Humans actually don't smell too bad until tissues are rotten from gangrene when the smell is as bad, or worse than a rotting corpse. But the smell of flesh being burned by cautery smells just like meat cooking.
Your point about why people might not eat meat if they had to do their own slaughtering is a valid one and there is a lot more to this story.
I believe that Western nations long long ago decided to adopt "humane" methods of slaughter in which the cattle are first knocked out with an electrical charge to thehead and the culling is done on an unconscious animal.
As far as India is concerned - India in 2007 produces more milk (and methane from cow-fart) than any other country in the world and probably has more head of cattle than any other country.
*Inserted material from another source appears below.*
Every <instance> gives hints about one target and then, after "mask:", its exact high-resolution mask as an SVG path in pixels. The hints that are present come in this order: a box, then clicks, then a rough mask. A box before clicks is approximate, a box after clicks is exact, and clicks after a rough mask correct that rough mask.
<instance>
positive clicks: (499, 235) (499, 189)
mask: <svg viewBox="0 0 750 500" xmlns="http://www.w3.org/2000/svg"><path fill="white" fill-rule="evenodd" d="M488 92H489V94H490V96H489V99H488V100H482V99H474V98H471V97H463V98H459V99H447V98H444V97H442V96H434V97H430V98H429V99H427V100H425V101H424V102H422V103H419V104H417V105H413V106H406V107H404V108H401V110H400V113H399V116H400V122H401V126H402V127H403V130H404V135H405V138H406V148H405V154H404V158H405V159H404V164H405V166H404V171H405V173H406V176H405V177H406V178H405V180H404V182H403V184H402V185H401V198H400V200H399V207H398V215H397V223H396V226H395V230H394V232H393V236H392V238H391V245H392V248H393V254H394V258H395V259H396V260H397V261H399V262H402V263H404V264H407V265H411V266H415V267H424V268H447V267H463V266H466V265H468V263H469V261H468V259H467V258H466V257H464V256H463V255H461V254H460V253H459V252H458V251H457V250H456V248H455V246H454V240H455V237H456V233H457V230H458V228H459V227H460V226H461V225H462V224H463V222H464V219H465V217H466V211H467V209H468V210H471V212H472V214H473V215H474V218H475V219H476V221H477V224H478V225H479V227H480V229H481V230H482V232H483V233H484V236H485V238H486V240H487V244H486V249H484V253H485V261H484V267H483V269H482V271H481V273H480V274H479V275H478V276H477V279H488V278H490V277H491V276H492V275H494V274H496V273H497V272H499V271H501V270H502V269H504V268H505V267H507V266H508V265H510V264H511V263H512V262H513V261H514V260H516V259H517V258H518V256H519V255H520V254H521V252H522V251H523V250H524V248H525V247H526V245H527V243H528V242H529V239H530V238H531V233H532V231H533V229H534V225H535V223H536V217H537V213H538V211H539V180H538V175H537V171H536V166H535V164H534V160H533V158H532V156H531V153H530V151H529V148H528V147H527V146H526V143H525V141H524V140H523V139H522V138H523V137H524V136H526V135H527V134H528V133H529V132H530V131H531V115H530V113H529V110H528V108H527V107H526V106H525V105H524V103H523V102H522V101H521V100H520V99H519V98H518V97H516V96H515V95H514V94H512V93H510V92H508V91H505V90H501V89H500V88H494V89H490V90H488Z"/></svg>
But in the era when a ban on cow slaughter became a popular idea several social factors were at play. The cow is considered sacred, and that sanctity has come from several factors. I suspect that the usefulness of cattle entered into Hindu folklore and made them sacred.
Cows of course were "wealth" and a family with cows had a steady source of income, dairy products and fuel (dried cowdung). I don't think cow eating has been big in India for centuries - I don't know if there are any written records on the issue.
However (and I am guessing here) "cow eating" re entered Indian life with a bang with the first Islamic invasions. That played havoc with the life of many people in India and Muslims in general are unlikely to be forgiven anytime soon unless there is an active reconciliation or past with present.
The "ban on cow slaughter" is a great political riposte to the forces that were seen as having upset the peace in India in the first place. The "rationale" for initially opposing cow slaughter was that at the time of famine it was important to preserve cows for a vegetarian population and not slaughter them. That rationale no longer holds true.
I believe beef/cow slaughter is very definitely a quid pro for what is perceived as a persistent trampling of Hindu rights by savages.
It can be sorted out and it will be sorted out after there is more widespread acceptance and acknowledgement that Hindus had a particular way of life that was seriously damaged.
The treatment of Hindus in india is seen by Hindus as somewhat similar to apartheid, except that there is no acknowledgement from the alien forces that entered (Islam and the Church) that such discrimination existed.
As long as that occurs - there will be this sort of battle going on in India, a reflection of which is seen in these threads.